La jurisprudence francophone des Cours suprêmes


recherche avancée

11/12/2024 | FRANCE | N°23PA02377

France | France, Cour administrative d'appel de PARIS, 2ème chambre, 11 décembre 2024, 23PA02377


Vu la procédure suivante :



Procédure contentieuse antérieure :



La société S3M a demandé au tribunal administratif de Melun de prononcer la décharge des rappels de taxe sur la valeur ajoutée qui lui ont été réclamés au titre des périodes du 1er janvier au 31 décembre 2015 et du 1er janvier au 31 décembre 2016, à concurrence de la somme globale de 141 937 euros ainsi que la décharge de la taxe sur la valeur ajoutée qu'elle a spontanément déclarée au titre du mois de décembre 2018 pour la période du 1er janvier 2017 au 31 décemb

re 2018 à concurrence de la somme de 94 557 euros.





Par un jugement n° 2003081 et n°...

Vu la procédure suivante :

Procédure contentieuse antérieure :

La société S3M a demandé au tribunal administratif de Melun de prononcer la décharge des rappels de taxe sur la valeur ajoutée qui lui ont été réclamés au titre des périodes du 1er janvier au 31 décembre 2015 et du 1er janvier au 31 décembre 2016, à concurrence de la somme globale de 141 937 euros ainsi que la décharge de la taxe sur la valeur ajoutée qu'elle a spontanément déclarée au titre du mois de décembre 2018 pour la période du 1er janvier 2017 au 31 décembre 2018 à concurrence de la somme de 94 557 euros.
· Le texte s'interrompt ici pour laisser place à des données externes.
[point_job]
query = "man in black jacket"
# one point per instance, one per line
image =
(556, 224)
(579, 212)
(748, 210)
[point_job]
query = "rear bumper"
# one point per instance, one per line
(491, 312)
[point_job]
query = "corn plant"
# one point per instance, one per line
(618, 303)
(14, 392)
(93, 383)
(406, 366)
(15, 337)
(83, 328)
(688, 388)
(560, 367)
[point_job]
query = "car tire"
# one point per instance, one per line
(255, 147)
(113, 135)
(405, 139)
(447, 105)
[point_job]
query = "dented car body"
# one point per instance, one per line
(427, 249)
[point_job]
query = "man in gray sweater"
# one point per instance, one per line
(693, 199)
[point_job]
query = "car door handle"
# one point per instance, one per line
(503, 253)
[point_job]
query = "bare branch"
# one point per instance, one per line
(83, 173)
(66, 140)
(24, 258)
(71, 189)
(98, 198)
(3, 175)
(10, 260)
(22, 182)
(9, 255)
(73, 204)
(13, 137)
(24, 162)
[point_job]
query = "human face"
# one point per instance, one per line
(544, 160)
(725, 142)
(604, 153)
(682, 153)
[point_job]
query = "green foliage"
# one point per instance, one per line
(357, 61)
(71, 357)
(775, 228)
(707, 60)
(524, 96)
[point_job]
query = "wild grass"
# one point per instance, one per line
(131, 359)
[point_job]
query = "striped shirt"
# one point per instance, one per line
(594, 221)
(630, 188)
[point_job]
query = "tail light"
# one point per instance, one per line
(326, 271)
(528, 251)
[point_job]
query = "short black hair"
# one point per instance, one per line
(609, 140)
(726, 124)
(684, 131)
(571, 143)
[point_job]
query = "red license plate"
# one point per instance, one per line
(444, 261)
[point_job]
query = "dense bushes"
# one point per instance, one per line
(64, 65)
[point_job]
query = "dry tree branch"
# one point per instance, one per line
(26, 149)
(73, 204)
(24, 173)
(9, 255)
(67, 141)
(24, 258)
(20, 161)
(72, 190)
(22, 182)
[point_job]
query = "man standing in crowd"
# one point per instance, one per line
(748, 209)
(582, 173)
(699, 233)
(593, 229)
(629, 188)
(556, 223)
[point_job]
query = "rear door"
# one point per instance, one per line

Par un jugement n° 2003081 et n°2103726/3 du 30 mars 2023, le tribunal administratif de Melun a rejeté ses demandes.

Procédure devant la Cour :

Par une requête enregistrée le 29 mai 2023, la société S3M, représentée par Me Tourrou, demande à la Cour :

1°) d'annuler le jugement du 30 mars 2023 du tribunal administratif de Melun ;

2°) de prononcer la décharge des impositions litigieuses ;

3°) de mettre à la charge de l'Etat la somme de 3 000 euros au titre de l'article L. 761-1 du code de justice administrative.

Elle soutient que :

- l'intéressement est la répartition des économies ou des excès de consommation entre le titulaire du marché et l'acheteur public et rémunère donc une responsabilité ou un risque, et non une prestation ;

- un versement peut être exigé en cas d'écart de consommation positif ;

- les prestations n'ont pas pour objet de parvenir à des économies d'énergie, lesquelles sont la conséquence d'un éventuel comportement collectif, et sont rémunérées indépendamment des résultats obtenus en la matière ;

- la perception de l'intéressement est incertaine dans son principe et son montant et cette incertitude est de nature à rompre le lien direct entre le service rendu et le versement.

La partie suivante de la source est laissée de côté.